La policy della Banca Mondiale, sostiene
Urgewald, esclude sì investimenti per la produzione di combustibili
fossili, ma solo attraverso finanziamenti diretti. Il trade
finance, invece, è una forma di finanziamento indiretto, che
l’istituto sta oltretutto utilizzando sempre di più negli ultimi anni: il suo
valore è infatti raddoppiato dal 2019 ad oggi, e pesa ormai per più del 60%
delle sue attività.
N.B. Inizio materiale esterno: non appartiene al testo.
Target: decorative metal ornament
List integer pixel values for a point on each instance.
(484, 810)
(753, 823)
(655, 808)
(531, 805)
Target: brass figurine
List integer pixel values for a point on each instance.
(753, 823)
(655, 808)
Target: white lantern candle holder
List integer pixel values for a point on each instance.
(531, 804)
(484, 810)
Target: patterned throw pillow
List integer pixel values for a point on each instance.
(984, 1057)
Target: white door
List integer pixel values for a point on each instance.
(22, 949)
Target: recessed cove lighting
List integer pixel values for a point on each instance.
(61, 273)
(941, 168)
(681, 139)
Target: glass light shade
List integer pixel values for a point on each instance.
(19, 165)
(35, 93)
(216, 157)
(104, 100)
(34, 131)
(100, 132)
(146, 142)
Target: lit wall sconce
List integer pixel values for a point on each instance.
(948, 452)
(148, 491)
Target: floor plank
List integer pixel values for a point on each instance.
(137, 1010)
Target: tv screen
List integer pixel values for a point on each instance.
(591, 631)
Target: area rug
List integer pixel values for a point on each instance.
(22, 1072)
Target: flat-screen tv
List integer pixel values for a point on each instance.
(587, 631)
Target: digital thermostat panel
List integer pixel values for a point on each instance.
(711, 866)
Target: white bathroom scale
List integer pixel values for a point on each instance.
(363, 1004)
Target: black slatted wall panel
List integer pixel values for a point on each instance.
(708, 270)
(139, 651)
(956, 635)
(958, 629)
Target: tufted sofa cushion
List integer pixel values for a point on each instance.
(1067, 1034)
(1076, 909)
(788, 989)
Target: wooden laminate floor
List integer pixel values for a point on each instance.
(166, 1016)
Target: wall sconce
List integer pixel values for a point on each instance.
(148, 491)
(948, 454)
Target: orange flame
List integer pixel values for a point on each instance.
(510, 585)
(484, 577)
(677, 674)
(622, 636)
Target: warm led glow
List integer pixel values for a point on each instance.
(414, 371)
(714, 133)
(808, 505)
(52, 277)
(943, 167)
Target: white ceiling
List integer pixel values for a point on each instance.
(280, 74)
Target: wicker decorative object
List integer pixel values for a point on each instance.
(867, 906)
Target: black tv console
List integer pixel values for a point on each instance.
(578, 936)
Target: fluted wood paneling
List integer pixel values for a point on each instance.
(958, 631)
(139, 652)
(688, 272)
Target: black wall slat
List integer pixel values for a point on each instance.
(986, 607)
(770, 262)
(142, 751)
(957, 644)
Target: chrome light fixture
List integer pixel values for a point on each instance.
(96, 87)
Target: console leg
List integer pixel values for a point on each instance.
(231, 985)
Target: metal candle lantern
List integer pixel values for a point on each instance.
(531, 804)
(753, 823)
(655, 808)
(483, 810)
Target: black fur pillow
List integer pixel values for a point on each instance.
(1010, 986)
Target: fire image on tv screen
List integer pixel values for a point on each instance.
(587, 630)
Per questa ragione Heike Mainhardt, autrice della ricerca,
ritiene urgente una riforma della Banca Mondiale e dell’International
Finance Corporation, in modo da rendere le sue transazioni finanziarie più
trasparenti ed escludere così i finanziamenti per i combustibili fossili tra le
sue attività di prestito.
Dallo scorso giugno, la Banca Mondiale ha tra l’altro un nuovo presidente, l’indiano Ajay Banga (ex ceo di Mastercard), candidato dal presidente statunitense Joe Biden e subentrato al dimissionario David Malpass, indicato invece da Donald Trump nel 2019. Quest’ultimo era finito al centro delle polemiche per le sue posizioni “negazioniste” proprio sulla questione ambientale (si è rifiutato di riconoscere le evidenze scientifiche sul ruolo delle attività umane nel riscaldamento globale), così come sugli aiuti ai Paesi più poveri.
“Il report di Urgewald contiene gravi inesattezze sui fatti e sopravvaluta in modo grossolano il supporto dell’International Finance Corporation ai combustibili fossili”, ha commentato un portavoce della Banca Mondiale in relazione alle accuse di Urgewald. “Il carbone, ha detto, è infatti escluso dal trade finance, mentre gas e petrolio sono permessi ma soltanto in forma limitata e non ai fini di produzione, ma solo per la distribuzione in quei Paesi dove è necessario garantire la sicurezza energetica”.